The covid19 pandemic has left educational leadership with a new challenge to steer their institutions through the unplanned for, but now expected, tough financial times. Image taken from soas.ac.uk -
The covid19 pandemic has left educational leadership with a new challenge to steer their institutions through the unplanned for, but now expected, tough financial times. Image taken from soas.ac.uk -

SHEREYL DALEY

At the time when schools were shuttered in mid-March of this year, in the wake of the coronavirus (covid19) crisis, the budget process for the upcoming school year 2020/2021 for higher educational institutions (HEIs) would customarily be completed and approved by their respective boards. This has left educational leadership with a new challenge to steer their institutions through the unplanned for, but now expected, tough financial times.

The prediction from Richard Byles, Bank of Jamaica (BOJ) governor, is that the economy will contract by between seven and ten per cent during the 2020/21 fiscal year from the impact of the pandemic, and its accompanying heightened uncertainty. The expected return to pre-covid19 levels is not before 2022/23, with partial economic recovery predicted to commence in the 2021/22 fiscal period with anticipated growth of three to six per cent (The Gleaner, 2020).

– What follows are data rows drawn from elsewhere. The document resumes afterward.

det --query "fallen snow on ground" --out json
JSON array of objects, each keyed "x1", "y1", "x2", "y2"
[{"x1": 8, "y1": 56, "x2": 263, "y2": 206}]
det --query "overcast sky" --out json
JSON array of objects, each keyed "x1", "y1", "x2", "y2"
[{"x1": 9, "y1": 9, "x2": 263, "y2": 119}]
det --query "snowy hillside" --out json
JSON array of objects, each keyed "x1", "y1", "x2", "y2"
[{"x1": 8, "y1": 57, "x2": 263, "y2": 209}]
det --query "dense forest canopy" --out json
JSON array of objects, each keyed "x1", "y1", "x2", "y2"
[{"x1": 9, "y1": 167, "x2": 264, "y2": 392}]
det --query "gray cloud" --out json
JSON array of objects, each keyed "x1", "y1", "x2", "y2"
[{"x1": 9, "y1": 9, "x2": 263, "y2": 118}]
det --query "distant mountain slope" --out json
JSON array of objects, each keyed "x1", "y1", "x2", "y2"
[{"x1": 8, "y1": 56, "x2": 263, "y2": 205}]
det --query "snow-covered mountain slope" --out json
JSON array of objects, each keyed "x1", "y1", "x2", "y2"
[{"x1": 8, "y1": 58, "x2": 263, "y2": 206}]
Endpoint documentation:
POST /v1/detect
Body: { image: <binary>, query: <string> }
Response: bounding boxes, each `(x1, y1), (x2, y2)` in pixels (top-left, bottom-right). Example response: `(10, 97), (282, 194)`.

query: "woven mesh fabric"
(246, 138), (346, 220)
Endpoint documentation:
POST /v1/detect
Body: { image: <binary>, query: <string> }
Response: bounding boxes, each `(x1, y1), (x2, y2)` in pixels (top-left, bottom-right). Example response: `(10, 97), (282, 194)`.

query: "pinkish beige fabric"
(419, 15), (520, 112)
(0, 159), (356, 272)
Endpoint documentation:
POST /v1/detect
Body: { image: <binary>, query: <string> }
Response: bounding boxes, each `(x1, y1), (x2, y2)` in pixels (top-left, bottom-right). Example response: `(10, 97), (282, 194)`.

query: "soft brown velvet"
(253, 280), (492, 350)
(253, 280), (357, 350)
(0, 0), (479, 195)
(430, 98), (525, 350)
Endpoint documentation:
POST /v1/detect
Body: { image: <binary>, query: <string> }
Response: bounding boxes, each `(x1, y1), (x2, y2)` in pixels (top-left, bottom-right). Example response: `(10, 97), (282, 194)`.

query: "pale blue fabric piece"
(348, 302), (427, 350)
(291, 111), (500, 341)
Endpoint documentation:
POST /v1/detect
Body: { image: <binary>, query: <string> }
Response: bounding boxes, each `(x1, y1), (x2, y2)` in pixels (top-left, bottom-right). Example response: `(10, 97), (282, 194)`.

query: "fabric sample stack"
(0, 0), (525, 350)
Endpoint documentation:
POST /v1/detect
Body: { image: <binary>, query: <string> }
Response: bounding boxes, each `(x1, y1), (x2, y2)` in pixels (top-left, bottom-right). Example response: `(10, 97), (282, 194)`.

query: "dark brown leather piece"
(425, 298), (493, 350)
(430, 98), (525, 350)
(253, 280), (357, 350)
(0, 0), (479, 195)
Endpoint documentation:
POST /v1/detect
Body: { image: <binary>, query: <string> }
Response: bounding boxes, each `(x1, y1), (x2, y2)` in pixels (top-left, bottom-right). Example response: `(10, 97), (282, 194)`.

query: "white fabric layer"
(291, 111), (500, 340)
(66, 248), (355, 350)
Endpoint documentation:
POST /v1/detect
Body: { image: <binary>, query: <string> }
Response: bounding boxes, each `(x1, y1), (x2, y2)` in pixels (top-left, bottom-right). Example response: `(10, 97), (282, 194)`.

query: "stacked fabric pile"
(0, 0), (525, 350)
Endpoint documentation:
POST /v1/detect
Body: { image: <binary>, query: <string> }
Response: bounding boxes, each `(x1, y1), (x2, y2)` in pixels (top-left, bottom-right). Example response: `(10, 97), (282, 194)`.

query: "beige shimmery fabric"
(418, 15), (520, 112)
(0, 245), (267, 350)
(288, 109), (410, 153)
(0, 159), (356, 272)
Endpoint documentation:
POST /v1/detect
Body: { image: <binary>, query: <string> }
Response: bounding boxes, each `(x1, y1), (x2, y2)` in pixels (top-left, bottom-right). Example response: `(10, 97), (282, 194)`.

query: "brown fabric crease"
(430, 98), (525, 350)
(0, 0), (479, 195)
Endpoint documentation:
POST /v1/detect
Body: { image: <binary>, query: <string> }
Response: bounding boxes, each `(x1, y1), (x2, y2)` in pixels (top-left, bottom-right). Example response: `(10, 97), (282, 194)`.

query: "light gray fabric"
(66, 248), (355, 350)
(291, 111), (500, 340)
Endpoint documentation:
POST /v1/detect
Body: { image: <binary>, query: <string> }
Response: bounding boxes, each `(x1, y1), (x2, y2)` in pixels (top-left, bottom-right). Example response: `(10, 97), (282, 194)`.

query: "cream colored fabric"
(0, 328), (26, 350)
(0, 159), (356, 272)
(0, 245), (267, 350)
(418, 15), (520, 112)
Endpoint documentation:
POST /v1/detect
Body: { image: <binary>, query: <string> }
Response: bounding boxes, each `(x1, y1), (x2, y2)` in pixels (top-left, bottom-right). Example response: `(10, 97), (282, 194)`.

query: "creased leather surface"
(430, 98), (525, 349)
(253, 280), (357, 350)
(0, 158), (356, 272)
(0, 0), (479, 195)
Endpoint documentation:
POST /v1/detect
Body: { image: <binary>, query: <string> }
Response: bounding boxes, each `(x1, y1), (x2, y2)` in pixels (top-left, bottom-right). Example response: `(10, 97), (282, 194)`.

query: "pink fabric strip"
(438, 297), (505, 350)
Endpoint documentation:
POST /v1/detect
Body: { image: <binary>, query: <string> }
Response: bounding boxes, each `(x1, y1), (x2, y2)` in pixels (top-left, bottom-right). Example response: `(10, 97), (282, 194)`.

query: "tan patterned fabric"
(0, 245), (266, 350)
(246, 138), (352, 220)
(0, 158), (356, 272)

With competing interests for limited public funding, HEIs and their leadership will have to strategise for institutional and financial sustainability and growth and the motivation of their teams by:

Collaboration and developing new ideas and solutions – by engaging staff, faculty and other stakeholders including alumni, who have the expertise to help build synergy, complement their strengths and inject diverse thinking. This should include operational and capital expenditure budget revisions and resubmissions during the delayed start to the school year, which according to published reports, has been pushed back to October 5, 2020

Critically evaluate their contingency and mitigation planning – this should include listening to their chief financial officers (CFOs) and accounting heads. Effective accountants have the logic, reasoning and expertise to create frameworks and build models for alternative income generation (where possible), reduction in student fees receivables, budgetary controls and cost containment, whilst delivering procedural transparency. The leadership is expected to support and lead cost containment measures proposed to facilitate financial stability.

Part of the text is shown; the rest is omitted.